A second project began in August 2016, after securing a grant from Community Sector Banking.
The aim of this project – a collaboration between The University of Melbourne, GALFA, Transgender Victoria, Launch Housing, and Drummond Street Services – was to develop and pilot test a model of care specifically to support trans and gender diverse (TGD) people who are experiencing, or are at risk of, homelessness in Victoria.

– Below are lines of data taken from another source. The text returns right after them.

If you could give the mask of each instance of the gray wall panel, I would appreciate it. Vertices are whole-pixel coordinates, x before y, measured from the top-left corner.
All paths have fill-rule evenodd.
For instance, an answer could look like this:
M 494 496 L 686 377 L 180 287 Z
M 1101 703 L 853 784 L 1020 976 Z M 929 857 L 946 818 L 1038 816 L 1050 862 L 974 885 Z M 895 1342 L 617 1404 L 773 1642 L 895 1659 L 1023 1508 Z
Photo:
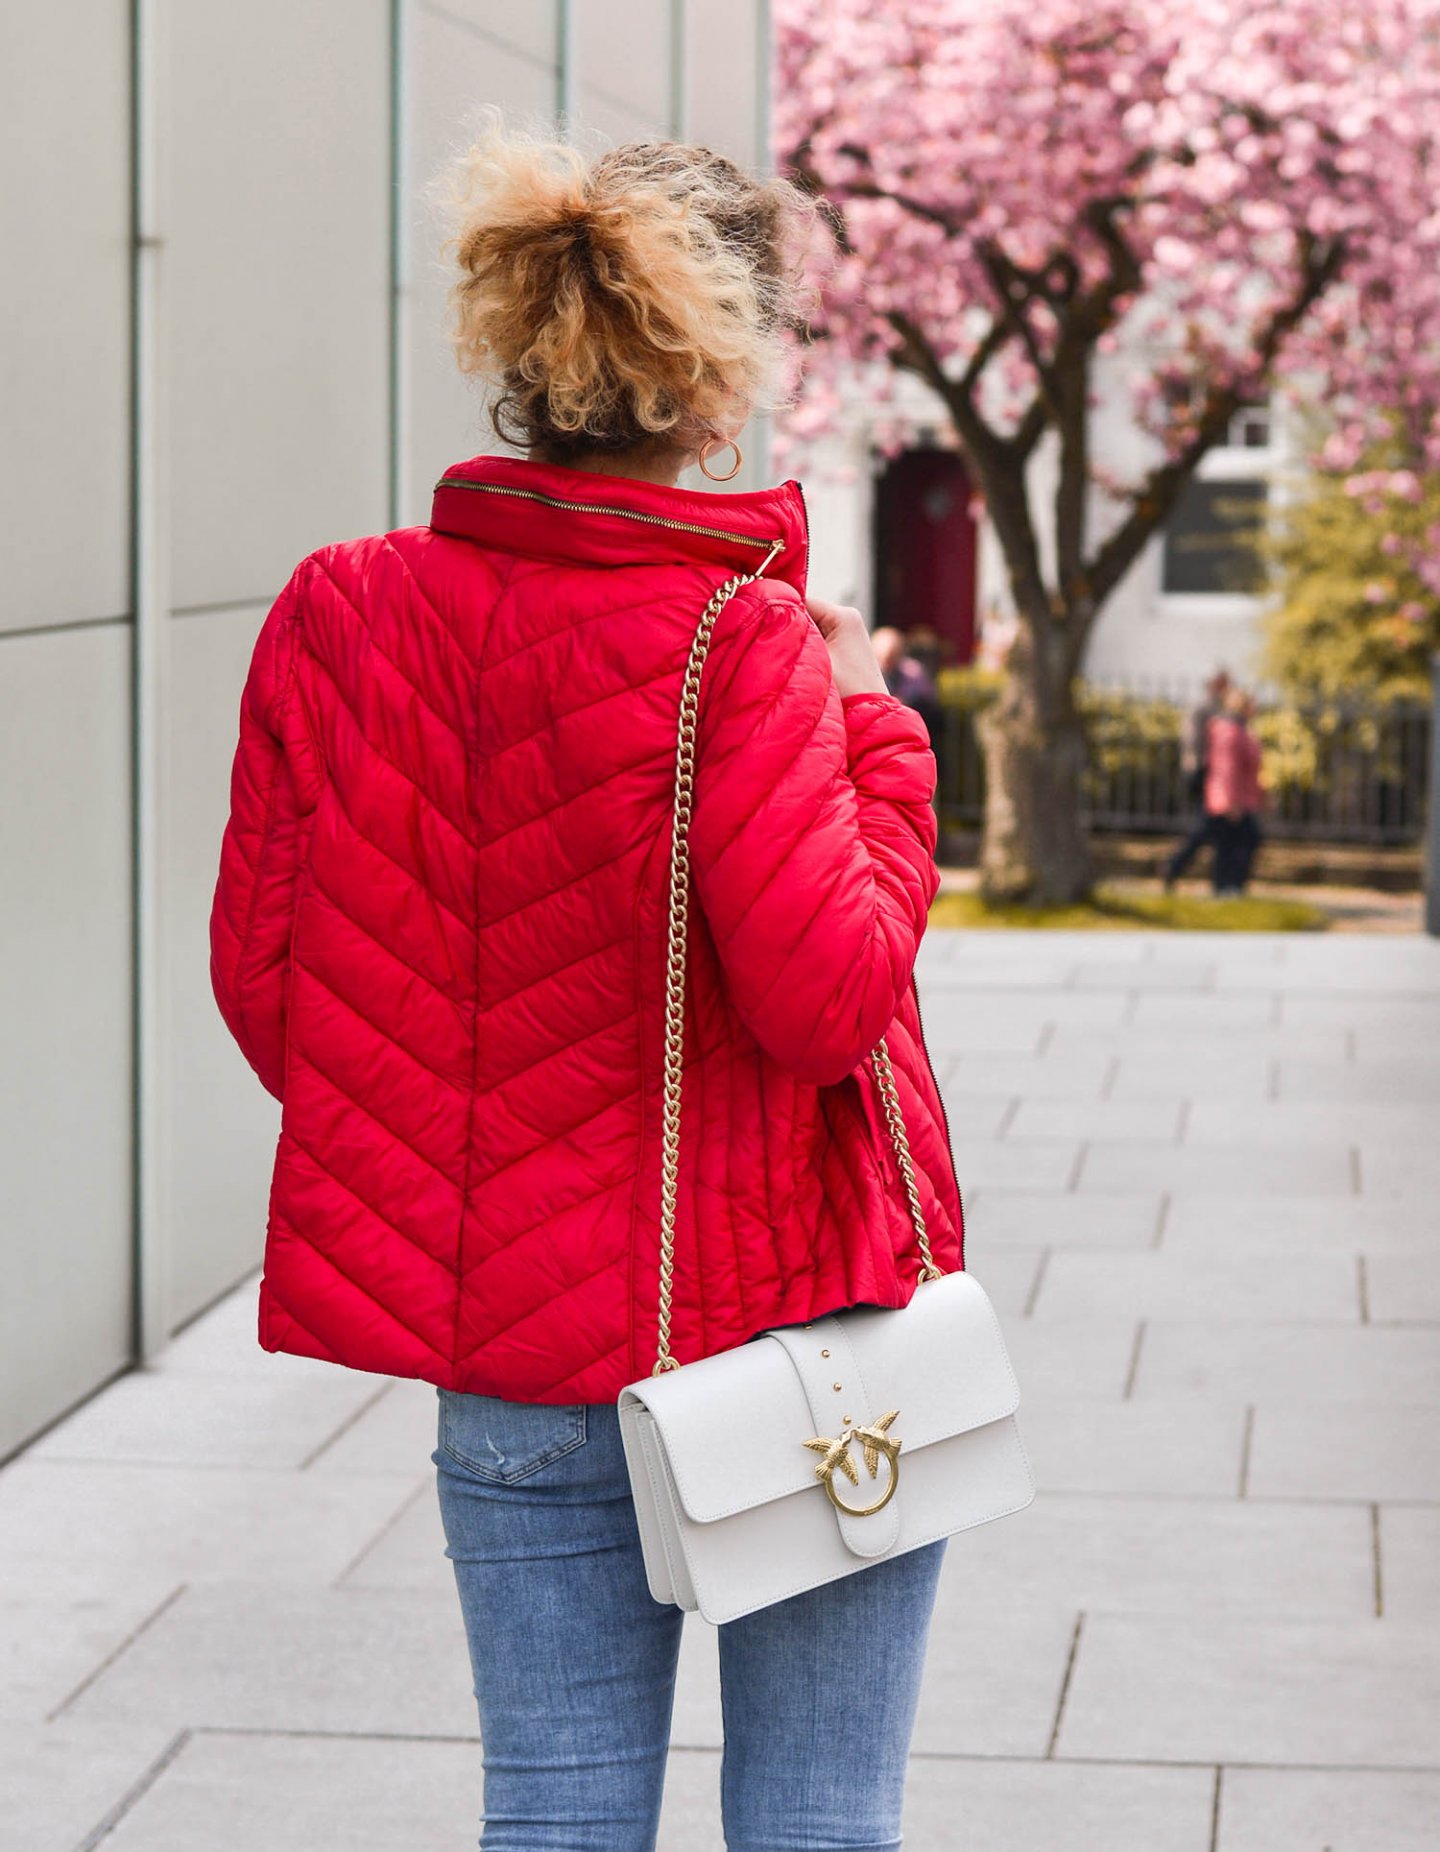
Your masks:
M 172 602 L 385 525 L 389 8 L 168 15 Z
M 129 15 L 6 9 L 0 631 L 129 604 Z
M 760 146 L 764 114 L 757 77 L 765 11 L 758 0 L 687 0 L 685 28 L 686 139 L 699 142 L 752 171 L 769 171 Z M 744 464 L 725 489 L 758 489 L 774 481 L 769 460 L 770 421 L 752 418 L 741 437 Z M 729 467 L 729 453 L 720 465 Z M 698 469 L 686 472 L 687 487 L 709 488 Z
M 625 134 L 665 135 L 670 124 L 670 0 L 628 0 L 624 7 L 576 0 L 575 54 L 584 120 L 646 125 Z
M 130 641 L 0 640 L 0 1452 L 129 1356 Z
M 663 112 L 648 116 L 623 98 L 594 84 L 580 86 L 580 120 L 587 129 L 598 129 L 607 143 L 616 147 L 627 141 L 648 141 L 652 136 L 667 132 Z
M 552 9 L 536 9 L 549 17 Z M 404 522 L 430 518 L 430 492 L 448 464 L 500 446 L 475 386 L 455 365 L 445 292 L 453 275 L 439 254 L 447 226 L 425 190 L 471 139 L 476 112 L 502 104 L 520 124 L 535 113 L 553 121 L 555 71 L 533 56 L 508 55 L 429 6 L 413 14 L 410 45 L 409 342 L 405 356 L 409 429 L 401 509 Z
M 685 32 L 688 138 L 743 166 L 757 160 L 760 9 L 756 0 L 689 0 Z
M 540 66 L 554 63 L 557 10 L 555 0 L 418 0 L 415 7 L 417 16 L 428 14 L 472 39 L 477 56 L 515 52 Z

Four distinct sites within a major mainstream homelessness service provider (Launch Housing) were chosen for this pilot, including an initial access point, women’s only crisis accommodation, mixed crisis accommodation, and a youth-focused service. The model of care was informed by:
- Existing data collected through the initial research project
- A community reference group
- International best practice, and
- The Rainbow Tick accreditation scheme for training on LGBTI inclusivity, which is designed to ensure inclusive LGBTI practice in health services.
The training resource sets out a specific model for organisations that deliver services to trans and gender diverse people, and provides information and links to key resources, corresponding Rainbow Tick Standards, training suggestions, and examples of relevant service types for 9 areas. The final report is available here.
In 2017, the research team at the University of Melbourne and La Trobe University were fortunate to receive a VicHealth Innovation Research Grant in order to pilot a LGBTIQ safe housing network in Victoria. The aims of this project were:
- To develop a safe housing network (including referral pathways and resources) in Victoria for people who identify as LGBTIQ and are at risk of homelessness
- To pilot the network in two areas of Victoria, one urban and one rural/regional
- To explore the impacts of this network in urban and rural/regional pilot sites for participants, peer support and case workers, and service providers in urban and rural/regional pilot sites.
The two pilot sites included Uniting Care in Shepparton and Drummond Street Services in Carlton. The findings are available here.
Through funding from the National LGBTI Health Alliance and Pride Foundation Australia furthermore, the team at the University of Melbourne also began consulting with representatives across states and territories in Australia to develop a national guide for the housing and homelessness sectors on LGBTIQ+ inclusive practice. The LGBTIQ+ Inclusive Practice Guide for Homelessness and Housing Sectors in Australia has now been completed. The national inclusive practice guide has also been adapted for sector training in Victoria and New South Wales.
After receiving a Churchill Fellowship in 2020 from the Winston Churchill Trust, Dr Cal Andrews is investigating a range of specialised LGBTIQ+ homelessness services in the United States, Canada, and the United Kingdom, including implications for improved service provision in Australia.